Associate Professor Cameron Kepert, from the University of Sydney, has been awarded the $50,000 Malcolm McIntosh Prize for Physical Scientist of the Year for his creation of new materials with unique properties. One of the discoveries by the 34-year old chemist is a material that shrinks as it is heated, potentially solving heat stress problems in the electronics industry. Another of his new materials can substantially improve how we purify drugs and store hydrogen for use as a fuel.

The $50,000 Prime Minister’s Prize for Excellence in Science Teaching in Primary Schools was awarded to Perth teacher, Mr Mark Merritt. His leadership in science teaching, both in the classroom and as a mentor for fellow teachers across Western Australia, is to be applauded and admired.

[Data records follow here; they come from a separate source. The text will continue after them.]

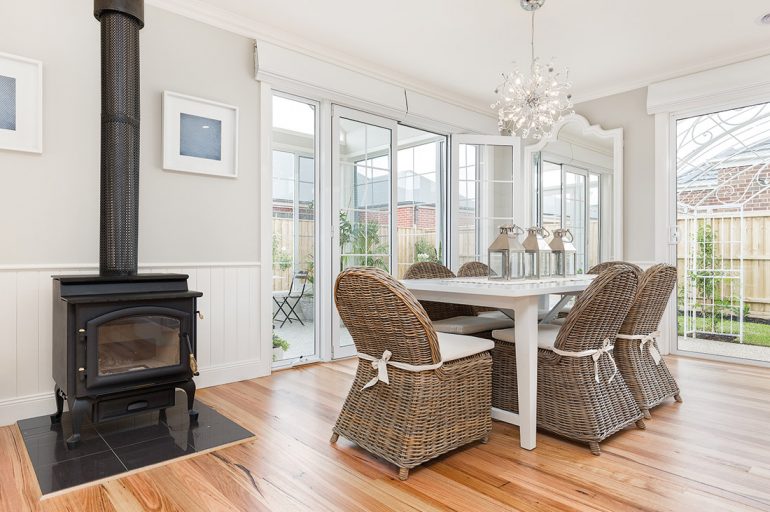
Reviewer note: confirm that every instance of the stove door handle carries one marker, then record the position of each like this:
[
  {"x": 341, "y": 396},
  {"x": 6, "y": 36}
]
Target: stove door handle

Adelaide teacher Mr Mike Roach was awarded the $50,000 Prime Minister’s Prize for Excellence in Science Teaching in Secondary Schools. His innovation in science teaching through his development of the use of space science in the classroom, and his work on curriculum development, have added a refreshing dimension to the practical elements of secondary school science teaching.

I congratulate all the recipients of this year’s Prizes. The awards demonstrate the commitment and achievement of our talented scientists and recognise the important work that many of our dedicated teachers are doing in inspiring the next generation of Australian scientists and innovators.